No matter how competitive or tumultuous your niche, it’s never fun when a business calls it quits and closes down. It can cause you to think long and hard about your own business and practices, and help you to make some difficult decisions, whether it’s closing non-profitable stores, discontinuing some products and services, or laying off staff to reduce overheads.
Of course, there are a wide number of reasons why a business may not survive, whether it’s competition, cash flow or rising costs, and it’s also important to remember 90% of start-up businesses fail. With that in mind, it’s important that you see the closure of a competitor as an opportunity for your business to grow and thrive in the market. Here’s how…
Acquire their domain name
One of the best ways to capitalise on the closure of a business is to acquire their domain name. It may be that their domain name is up for renewal and you can register it right away, or you could reach out to the business owner directly and ask if they’ll sell the domain name to you. There are a few reasons why you’d want to get your hands on a competitor’s domain:
- To direct customers to your website using 301 redirects
- To redirect backlinks and “link juice” to your website
- To take advantage of their content marketing efforts (for example, you could buy the domain name and the content, and move the content to your blog, instead)
- To use the domain name as a blog network and use the domain’s authority and backlinks to link back to your own website (i.e. a florist could become a flower blog)
- To inform users of their closure and position your brand as an alternative
If you do get your hands on a competitors’ domain, try not to confuse clients and visitors – let them know that you took over their domain name and that they’re no longer trading.
Do this by creating a landing page to explain the closure of the business, or set up 301 redirects from the domain name so that when visitors click through, they’ll go to yours instead.
Buy their phone number
If your competitor had a bricks and mortar store, then their phone number could become a valuable asset that you can use to your advantage. Depending on how much time and effort your competitor put into their marketing (for example, they could have had a regular advert in the local newspaper or appeared in directories or business forums) you could expect to receive phone calls from potential leads on a regular basis. Paying for this could make sense.

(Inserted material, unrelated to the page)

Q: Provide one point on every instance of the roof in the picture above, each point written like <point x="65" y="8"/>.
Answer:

From there, you could set up call forward to a special line so that callers are made aware of the closure of your competitor, and then directed to your sales team.
Of course, this could be an expensive investment, especially if your competitor asks for big money for the phone line, so make sure you weigh up the opportunity costs before you splash the cash.
Reach out to bloggers for backlinks
When a business closes, all of their backlinks will be pointing to a website that’s out of date or offline. Adopt the broken link building technique, where you reach out to bloggers who have linked to your competitor and recommend an alternative link (to your website).
This should be an easy way to quickly build links to your website and increase domain authority, thus increasing your website’s rank on search engines for competitive terms in your niche.
You could go one step further and buy the domain name and content from your competitor, as we have mentioned above. From there, you’ll have access to all of their blog posts and you’ll also be able to set up 301 redirects from their backlinks, which will pass link juice to your website without you having to reach out to bloggers to individually change links.
Start a pay-per-click campaign
Pay-per-click advertising is one of the most effective forms of marketing and could prove useful when it comes to news of closures and administration. Target their customers and stakeholders by launching Google AdWords and Facebook Ads campaigns to launch alongside the announcement of their closure, and follow it up for the months that follow.
On Facebook, you can segment and target audiences that “like” your competitor’s Facebook page, while on Google, you’ll appear on searches of your competitor when you use their name as a keyword. This can prove a cost-effective way to generate leads and capitalise on the closure of your competitor’s business.
Say farewell – and be a human about it
The closure of a competitor could be good news for your business, but it’s still sad to see a someone fall. As well as the competitive marketing tactics we’ve mentioned above, you should consider writing a blog post and updating your social media with a condolence-style message that bids farewell to your competitor before they close their doors.
You don’t need to be commercial here – this is not a time to say “X is closing, so come to us instead”.
The closure of any business can lead to heightened emotions, especially for the founders, employees, stakeholders and customers, so you should tread carefully.
Write a sincere blog post or social media update, where you acknowledge their closure. If you were a fan of the business, say that you admired their work and that they inspired you.
Not only will this put you in the good books of all involved parties (which could lead to new customers, new employees or new investors), but it will show that you have a vested interest in your niche, not just your own business.
Capitalising on the downfall of a competitor can be lucrative, but you should make sure that your marketing efforts are sensitive. Never celebrate the end of a business, and always remain respectful – after all, you want to protect the integrity of your business.